Einhorn Makes Second Day of $111,111 Buy-In Charity Poker Event
Hedge-fund manager David Einhorn is among a 166-person field for a $111,111 buy-in charity event at the World Series of Poker, joining several others from the world of finance.
Einhorn, the president of New York-based Greenlight Capital Inc., is 42nd of 108 remaining players in the “One Drop High Roller,” a no-limit Texas hold’em tournament that began yesterday at the Rio All-Suite Hotel & Casino in Las Vegas.
Einhorn, 44, has 519,000 chips, while 39-year-old Brandon Steven, the owner of Brandon Steven Motors in Wichita, Kansas, is the current chip leader with almost 1.4 million. The tournament began yesterday and probably will conclude on June 29, with the winner claiming more than $4.8 million.
Dan Shak, founder of Las Vegas-based SHK Asset Management, is third with 999,000 chips.
Dan Perper, managing director of Chicago-based Peak6 Investments LP, is 36th with 560,000 chips. Bill Perkins, the founder of Houston-based Skylar Capital Management, is 46th with 485,000 chips. Among those eliminated during Day 1 play were Talal Shakerchi of Meditor Capital Management Ltd. in London; Chamath Palihapitiya, manager partner at the Social+Capital Partnership; and Silicon Valley software pioneer Roger Sippl of Sippl Investments LLC.
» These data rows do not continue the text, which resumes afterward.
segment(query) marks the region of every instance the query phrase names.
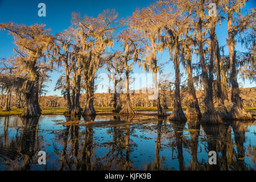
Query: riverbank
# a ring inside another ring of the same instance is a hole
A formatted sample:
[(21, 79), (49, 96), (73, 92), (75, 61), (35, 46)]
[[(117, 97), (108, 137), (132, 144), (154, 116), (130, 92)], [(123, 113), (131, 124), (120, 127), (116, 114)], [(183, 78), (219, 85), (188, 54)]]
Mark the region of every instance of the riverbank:
[[(97, 114), (117, 114), (117, 113), (112, 113), (113, 107), (95, 107), (96, 113)], [(158, 111), (156, 107), (134, 107), (134, 109), (138, 112), (156, 112)], [(83, 108), (84, 109), (84, 108)], [(184, 111), (186, 110), (186, 107), (183, 107)], [(245, 107), (245, 109), (248, 111), (256, 111), (255, 107)], [(11, 110), (9, 111), (3, 111), (3, 109), (0, 109), (0, 116), (14, 115), (20, 114), (24, 108), (12, 107)], [(65, 107), (46, 107), (42, 108), (42, 114), (63, 114), (65, 111)], [(203, 108), (200, 108), (203, 111)], [(168, 107), (168, 109), (164, 109), (165, 111), (170, 111), (173, 110), (172, 107)], [(143, 113), (140, 113), (143, 114)], [(255, 113), (256, 114), (256, 113)], [(253, 115), (255, 115), (254, 113)]]

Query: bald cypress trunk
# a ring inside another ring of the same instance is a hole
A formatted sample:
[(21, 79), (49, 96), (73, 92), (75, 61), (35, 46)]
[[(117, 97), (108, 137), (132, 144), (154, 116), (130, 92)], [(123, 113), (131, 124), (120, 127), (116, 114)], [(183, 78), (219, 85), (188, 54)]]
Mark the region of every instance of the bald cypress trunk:
[(227, 109), (224, 104), (224, 100), (223, 98), (223, 94), (221, 89), (221, 71), (220, 71), (220, 48), (218, 47), (218, 42), (217, 39), (216, 31), (215, 28), (210, 31), (210, 39), (212, 42), (211, 46), (213, 46), (212, 48), (213, 49), (213, 54), (212, 56), (215, 57), (215, 68), (216, 71), (216, 101), (215, 107), (216, 111), (221, 118), (225, 118), (228, 114)]
[[(217, 113), (214, 109), (213, 100), (213, 57), (210, 56), (210, 65), (209, 68), (209, 77), (208, 70), (206, 67), (205, 60), (204, 57), (204, 51), (203, 49), (203, 21), (204, 16), (204, 0), (200, 1), (200, 3), (203, 6), (200, 7), (200, 18), (199, 22), (197, 24), (197, 41), (199, 49), (199, 55), (200, 56), (200, 61), (201, 67), (202, 68), (202, 79), (204, 82), (204, 104), (205, 111), (202, 116), (201, 121), (209, 123), (222, 123), (222, 119), (220, 115)], [(213, 49), (211, 49), (210, 55), (213, 55)]]
[(179, 60), (178, 38), (176, 38), (174, 45), (174, 63), (175, 70), (175, 90), (174, 92), (174, 110), (169, 118), (170, 120), (187, 121), (187, 118), (182, 110), (181, 101), (180, 94), (180, 62)]
[(115, 79), (115, 76), (114, 78), (114, 94), (113, 96), (113, 108), (114, 109), (112, 110), (112, 112), (113, 113), (119, 113), (120, 110), (122, 109), (122, 106), (117, 103), (117, 99), (118, 97), (118, 96), (116, 90), (116, 86), (117, 85), (117, 80)]
[(188, 118), (201, 118), (202, 115), (201, 114), (197, 98), (196, 98), (196, 91), (195, 90), (193, 81), (191, 60), (188, 60), (187, 63), (188, 91), (187, 93), (187, 97), (188, 98), (188, 104), (187, 105), (185, 115)]
[(247, 113), (243, 108), (242, 99), (239, 95), (239, 86), (237, 82), (237, 72), (236, 70), (237, 60), (235, 51), (235, 34), (233, 31), (233, 11), (228, 13), (228, 38), (226, 39), (228, 48), (229, 51), (229, 60), (230, 65), (230, 76), (232, 91), (231, 101), (233, 106), (228, 114), (228, 118), (230, 119), (253, 120), (251, 115)]
[(70, 97), (70, 83), (69, 83), (69, 69), (68, 68), (68, 65), (67, 63), (65, 63), (65, 75), (66, 76), (65, 77), (66, 85), (65, 85), (65, 90), (67, 92), (67, 109), (64, 111), (64, 114), (69, 115), (71, 114), (71, 111), (72, 109), (72, 105), (71, 103), (71, 98)]
[(79, 72), (76, 76), (76, 81), (75, 84), (75, 96), (73, 98), (73, 102), (72, 106), (72, 110), (71, 111), (71, 115), (72, 118), (74, 118), (76, 115), (81, 115), (82, 114), (82, 108), (80, 107), (80, 98), (81, 90), (81, 71)]
[(125, 73), (126, 76), (126, 101), (123, 103), (123, 107), (120, 111), (120, 114), (135, 114), (137, 112), (133, 109), (131, 106), (131, 100), (129, 94), (129, 71), (126, 71)]
[(82, 115), (95, 115), (96, 111), (93, 106), (93, 92), (94, 92), (94, 79), (86, 85), (86, 105)]
[(24, 94), (26, 106), (20, 115), (23, 118), (38, 117), (42, 114), (38, 104), (38, 88), (36, 84), (32, 84), (31, 91)]
[(5, 107), (3, 109), (3, 111), (9, 111), (10, 110), (9, 107), (9, 92), (6, 93), (6, 98), (5, 100)]

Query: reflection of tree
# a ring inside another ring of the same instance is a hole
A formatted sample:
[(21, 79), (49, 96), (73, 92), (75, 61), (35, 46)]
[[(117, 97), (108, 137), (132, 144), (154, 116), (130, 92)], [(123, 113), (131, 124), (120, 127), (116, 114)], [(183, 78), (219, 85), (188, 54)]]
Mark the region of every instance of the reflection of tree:
[[(66, 120), (70, 118), (65, 116)], [(77, 118), (77, 119), (81, 119)], [(95, 116), (84, 116), (85, 121), (94, 121)], [(62, 136), (63, 138), (63, 148), (61, 154), (60, 170), (68, 168), (72, 169), (74, 166), (76, 170), (94, 170), (95, 165), (92, 158), (95, 157), (93, 152), (93, 130), (92, 127), (86, 127), (84, 133), (84, 143), (81, 144), (81, 148), (79, 149), (79, 141), (81, 140), (81, 135), (79, 133), (78, 125), (66, 126)], [(71, 150), (68, 151), (68, 146), (70, 143)], [(68, 155), (69, 155), (68, 156)]]
[(161, 148), (161, 129), (162, 123), (162, 119), (158, 120), (157, 125), (158, 136), (156, 138), (156, 140), (155, 141), (155, 164), (154, 165), (154, 168), (156, 170), (161, 169), (161, 164), (163, 159), (163, 158), (162, 158), (160, 160), (159, 156), (159, 152)]
[(247, 170), (245, 163), (245, 132), (249, 123), (238, 121), (233, 121), (231, 126), (234, 134), (234, 140), (237, 144), (237, 155), (236, 155), (236, 169)]
[(92, 159), (95, 156), (93, 151), (93, 129), (91, 127), (86, 127), (84, 131), (84, 142), (81, 151), (82, 159), (79, 168), (80, 170), (95, 170), (94, 163)]
[(191, 140), (188, 142), (190, 146), (192, 162), (188, 169), (195, 171), (199, 168), (197, 162), (198, 139), (200, 134), (200, 123), (197, 118), (188, 119), (188, 127), (190, 133)]
[[(185, 121), (170, 121), (174, 130), (174, 136), (175, 138), (175, 147), (176, 147), (177, 151), (177, 159), (179, 160), (179, 170), (184, 170), (184, 158), (183, 151), (183, 130), (186, 123)], [(172, 148), (174, 147), (171, 146)]]
[[(11, 167), (15, 170), (28, 170), (32, 157), (39, 151), (38, 142), (39, 117), (21, 118), (23, 126), (19, 135), (14, 139), (8, 140), (9, 117), (5, 118), (4, 135), (5, 142), (0, 145), (0, 156), (6, 161), (10, 160)], [(18, 164), (23, 161), (20, 166)]]
[(208, 161), (207, 162), (207, 170), (220, 170), (220, 160), (217, 150), (217, 139), (220, 138), (220, 126), (221, 125), (209, 125), (205, 123), (202, 123), (202, 127), (206, 134), (208, 143), (208, 151), (214, 151), (216, 152), (217, 164), (210, 165)]
[[(122, 118), (117, 118), (114, 117), (114, 119), (120, 119), (121, 121), (125, 119), (131, 121), (134, 118), (128, 115), (122, 115), (120, 117)], [(102, 166), (100, 168), (105, 169), (133, 169), (133, 162), (130, 156), (131, 151), (131, 147), (133, 146), (133, 142), (130, 138), (130, 136), (133, 133), (131, 125), (111, 127), (108, 130), (108, 133), (113, 133), (113, 140), (108, 146), (109, 148), (109, 152), (101, 158), (105, 159), (105, 162), (104, 164), (100, 163)]]

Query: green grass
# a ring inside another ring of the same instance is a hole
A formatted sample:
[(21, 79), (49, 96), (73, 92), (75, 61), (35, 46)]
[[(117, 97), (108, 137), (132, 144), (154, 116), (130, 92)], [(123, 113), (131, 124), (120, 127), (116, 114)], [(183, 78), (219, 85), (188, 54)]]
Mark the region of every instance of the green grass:
[[(96, 112), (104, 113), (112, 113), (113, 107), (94, 107)], [(83, 108), (84, 109), (84, 108)], [(156, 111), (158, 110), (156, 107), (134, 107), (134, 110), (138, 111)], [(183, 110), (185, 110), (187, 107), (183, 107)], [(255, 107), (245, 107), (246, 110), (256, 110)], [(11, 110), (9, 111), (3, 111), (3, 109), (0, 109), (0, 116), (11, 115), (19, 115), (22, 113), (23, 108), (16, 108), (12, 107)], [(61, 114), (64, 113), (66, 108), (65, 107), (42, 107), (43, 114)], [(200, 108), (201, 110), (203, 110), (203, 108)], [(168, 107), (168, 109), (164, 110), (166, 111), (171, 111), (173, 110), (173, 107)]]

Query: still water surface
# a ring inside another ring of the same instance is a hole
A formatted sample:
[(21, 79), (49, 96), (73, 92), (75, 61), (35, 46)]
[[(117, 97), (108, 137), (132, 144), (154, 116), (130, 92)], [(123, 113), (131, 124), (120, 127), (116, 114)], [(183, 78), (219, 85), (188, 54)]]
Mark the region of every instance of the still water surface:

This is the 47th of 62 poker tournaments that make up this year’s World Series, which concludes with the $10,000 buy-in No-Limit Texas Hold’Em World Championship, known as the main event. The current tournament is Einhorn’s first appearance at the series this year.
The biggest charity event at last year’s World Series of Poker was a $1 million buy-in event that was won by poker professional Antonio Esfandiari, who earned $18.3 million. Esfandiari is currently 56th with 445,000 chips.
Einhorn finished third in the million-dollar buy-in event last year, after which he said he planned to donate all of his $4.35 million in winnings to the charity City Year.
With a portion of buy-ins from this event and a $1,111 buy-in event later in the World Series set aside for charity, the money will go to One Drop, the non-profit started by Cirque du Soleil founder Guy Laliberte, which strives to make water accessible to people around the world.
Among the poker pros eliminated on Day 1 were Phil Ivey, Michael Mizrachi, Erik Seidel, Erick Lindgren and Jonathan Duhamel.